You might also want to read Wesley Elsberry’s account of an interview with Stein: one of the problems with lying is maintaining consistency — big elaborate lies involving many people tend to unravel as the principals begin to contradict themselves. Mark Mathis has one account of the creation of the movie that claims it simply, gradually evolved to its current ideological state; Ben Stein casually mentions, however, that he was drawn to the film because, right from the beginning and well before they interviewed me and others, they had a clear, predetermined accusation to make. This is a movie built on lies from the very beginning.
Meanwhile, the reviews are trickling in. Greg Laden tells me there is a review in Time, and it’s negative. You can tell the writer is inclined to be sympathetic to the movie and wants to give it some credit, but has to admit that the claims of the film are unsupportable. Since he can’t do that, though, he has to resort to irrelevant atheist-bashing.
In fairness to Stein, his opponents have hardly covered themselves in glory. Evolutionary biologists and social commentators have lately taken to answering the claims of intelligent-design boosters not with clear-eyed scientific empiricism but with sneering, finger-in-the-eye atheism. Biologist P.Z. Myers, for example, tells Stein that religion ought to be seen as little more than a soothing pastime, a bit like knitting. Books such as Christopher Hitchens’ God Is Not Great and Richard Dawkins’ The God Delusion often read like pure taunting, as when Hitchens pettily and pointedly types God as lowercase god. Tautology as typography is not the stuff of deep thought. Neither, alas, is Expelled.

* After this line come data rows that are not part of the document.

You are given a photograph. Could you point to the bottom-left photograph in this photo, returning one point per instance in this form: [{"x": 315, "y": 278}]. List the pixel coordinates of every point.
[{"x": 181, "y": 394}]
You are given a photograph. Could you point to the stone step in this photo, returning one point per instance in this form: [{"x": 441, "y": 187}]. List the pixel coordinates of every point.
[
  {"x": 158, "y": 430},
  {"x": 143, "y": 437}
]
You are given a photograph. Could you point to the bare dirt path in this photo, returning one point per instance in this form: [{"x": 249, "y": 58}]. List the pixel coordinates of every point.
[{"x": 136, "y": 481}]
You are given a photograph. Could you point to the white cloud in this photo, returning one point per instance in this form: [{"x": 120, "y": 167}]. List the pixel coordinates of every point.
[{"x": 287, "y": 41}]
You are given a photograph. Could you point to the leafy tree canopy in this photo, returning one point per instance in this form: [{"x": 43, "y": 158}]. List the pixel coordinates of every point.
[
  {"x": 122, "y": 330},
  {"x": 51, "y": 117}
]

Yes, I did say that. But remember, I was told specifically that this movie was to be about the “intersection of science and religion”, and their questions were all about atheism and religion, and my quote in that section is about why I think science erodes religious belief, well in keeping with what I was told the movie was about … if they’d asked me about specific issues in Intelligent Design creationism, I would have gladly addressed them (and they may have, but answers that were examples of “clear-eyed scientific empiricism” would not have made it into this movie). This is yet another example of how they skewed the interviews with editing. Hitchens isn’t in this movie, so why bring him up? And why get irate about capitalizing the name of a god? I can’t say that the typological argument for bestowing respect on a deity is very persuasive, either.
Man, at least Expelled is getting the reputation it deserves: a dishonest documentary that fails to make its case, that relies on dishonest interviewing techniques and misleading guilt-by-association … and don’t forget the Lord Privy Seals.